Ditahan di Rutan KPK, kasus Andi Irfan tetap ditangani Kejagung

Ditahan di Rutan KPK, kasus Andi Irfan tetap ditangani Kejagung

Tersangka kasus dugaan suap Jaksa Pinangki Sirna Malasari, Andi Irfan Jaya (tengah) berjalan usai menjalani pemeriksaan di Gedung Bundar, Kejaksaan Agung, Jakarta, Rabu (2/9/2020). Kejaksaan Agung menetapkan anggota Partai NasDem Andi Irfan Jaya menjadi tersangka baru kasus dugaan suap Jaksa Pinangki Sirna Malasari. Andi diduga bekerja sama dengan Pinangki dalam kasus pengurusan pengajuan fatwa Mahkamah Agung (MA) untuk membebaskan Djoko Tjandra dari eksekusi Kejaksaan Agung atas kasus korupsi hak tagih Bank Bali. ANTARA FOTO/Galih Pradipta/wsj.

Jakarta (ANTARA) - Kepala Pusat Penerangan Hukum Kejaksaan Agung Hari Setiyono mengatakan Andi Irfan Jaya ditahan di Rumah Tahanan KPK dan kasusnya tetap ditangani Korps Adhyaksa. 

"Terhitung mulai 2 September 2020 hingga 21 September 2020 akan ditempatkan di Rutan Cipinang Cabang Komisi Pemberantasan Korupsi," kata Hari di Kejaksaan Agung, Jakarta, Rabu.

Namun Hari menegaskan kasus dugaan korupsi yang menyeret Jaksa Pinangki bersama Djoko Soegiarto Tjandra dan Andi Irfan ini tidak diambil alih oleh KPK meskipun tersangka Andi Irfan dititipkan di Rutan KPK.

"Saya tidak pernah mendengar secara institusi KPK mengambil alih. Tapi, Pak Ketua KPK yang saya dengar menyampaikan karena sudah ditangani oleh Kejaksaan, maka peran KPK akan menjalankan fungsi untuk mengawasi penyidikan ini," ujarnya.

Baca juga: KPK terima titipan tahanan Kejagung Andi Irfan Jaya
Baca juga: Kejagung tetapkan Andi Irfan Jaya tersangka dalam kasus Pinangki
Baca juga: KPK: Ambil alih kasus jaksa Pinangki harus sesuai dengan UU


Menurut Hari, dengan dititipkannya tersangka Andi Irfan di Rutan KPK ini sebagai bentuk koordinasi antarlembaga penegak hukum.

"Begitu ditetapkan sebagai tersangka, ada SPDP, kami sudah menembuskan surat itu termasuk hari ini.

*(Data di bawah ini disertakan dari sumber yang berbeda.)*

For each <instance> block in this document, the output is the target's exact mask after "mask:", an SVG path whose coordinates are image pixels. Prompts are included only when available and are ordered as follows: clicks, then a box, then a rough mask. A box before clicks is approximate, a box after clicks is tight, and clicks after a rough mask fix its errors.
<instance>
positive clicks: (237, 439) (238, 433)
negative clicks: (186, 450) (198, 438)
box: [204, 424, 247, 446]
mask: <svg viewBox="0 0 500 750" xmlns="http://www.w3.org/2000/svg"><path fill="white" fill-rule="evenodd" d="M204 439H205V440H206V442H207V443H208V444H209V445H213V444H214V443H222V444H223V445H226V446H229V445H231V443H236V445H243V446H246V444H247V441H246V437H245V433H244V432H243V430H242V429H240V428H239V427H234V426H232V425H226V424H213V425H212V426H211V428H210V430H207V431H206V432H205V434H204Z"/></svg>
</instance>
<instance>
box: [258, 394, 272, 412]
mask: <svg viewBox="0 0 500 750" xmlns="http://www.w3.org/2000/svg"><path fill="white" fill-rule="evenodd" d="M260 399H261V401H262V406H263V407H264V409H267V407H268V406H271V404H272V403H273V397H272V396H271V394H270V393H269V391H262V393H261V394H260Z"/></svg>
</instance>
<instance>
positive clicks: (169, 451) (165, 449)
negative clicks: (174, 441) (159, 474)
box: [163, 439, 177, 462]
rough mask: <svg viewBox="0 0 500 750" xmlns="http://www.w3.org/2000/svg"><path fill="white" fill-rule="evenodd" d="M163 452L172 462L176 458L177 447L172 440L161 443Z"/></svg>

Itulah awal dari koordinasi dan kami tempatkan tahanan di Rutan KPK. Itulah salah satu wujud koordinasi kami," kata Hari.

Sebelumnya Direktorat Penyidikan Jaksa Agung Muda Pidana Khusus Kejaksaan Agung menetapkan Andi Irfan Jaka sebagai tersangka dalam kasus dugaan korupsi atas penerimaan gratifikasi pegawai negeri yang melibatkan Pinangki Sirna Malasari dan Djoko Soegiarto Tjandra.

Politisi Partai Nasdem disangka melanggar Pasal 5 Ayat (2) jo ayat (1) huruf b atau Pasal 6 ayat (1) huruf a jo. Pasal 15 UU No.31 Tahun 1999 sebagaimana diubah dan ditambah dengan UU No.20 Tahun 2001 tentang Pemberantasan Tindak Pidana Korupsi jo. Pasal 55 ayat (1) ke-1 KUHP.

Dengan demikian dalam kasus ini, ada tiga orang yang ditetapkan sebagai tersangka yakni Jaksa Pinangki Sirna Malasari, Djoko Soegiarto Tjandra dan Andi Irfan Jaka.

Sejauh ini jaksa penyidik Kejagung sudah menggeledah empat lokasi terkait dugaan Tindak Pidana Pencucian Uang (TPPU) yang menjerat Jaksa Pinangki Sirna Malasari.

Empat lokasi itu adalah dua unit apartemen di Jakarta Selatan, satu lokasi di kawasan Sentul, Jawa Barat dan satu diler mobil.

Dari penggeledahan tersebut, Kejagung menyita sebuah mobil mewah BMW milik Pinangki.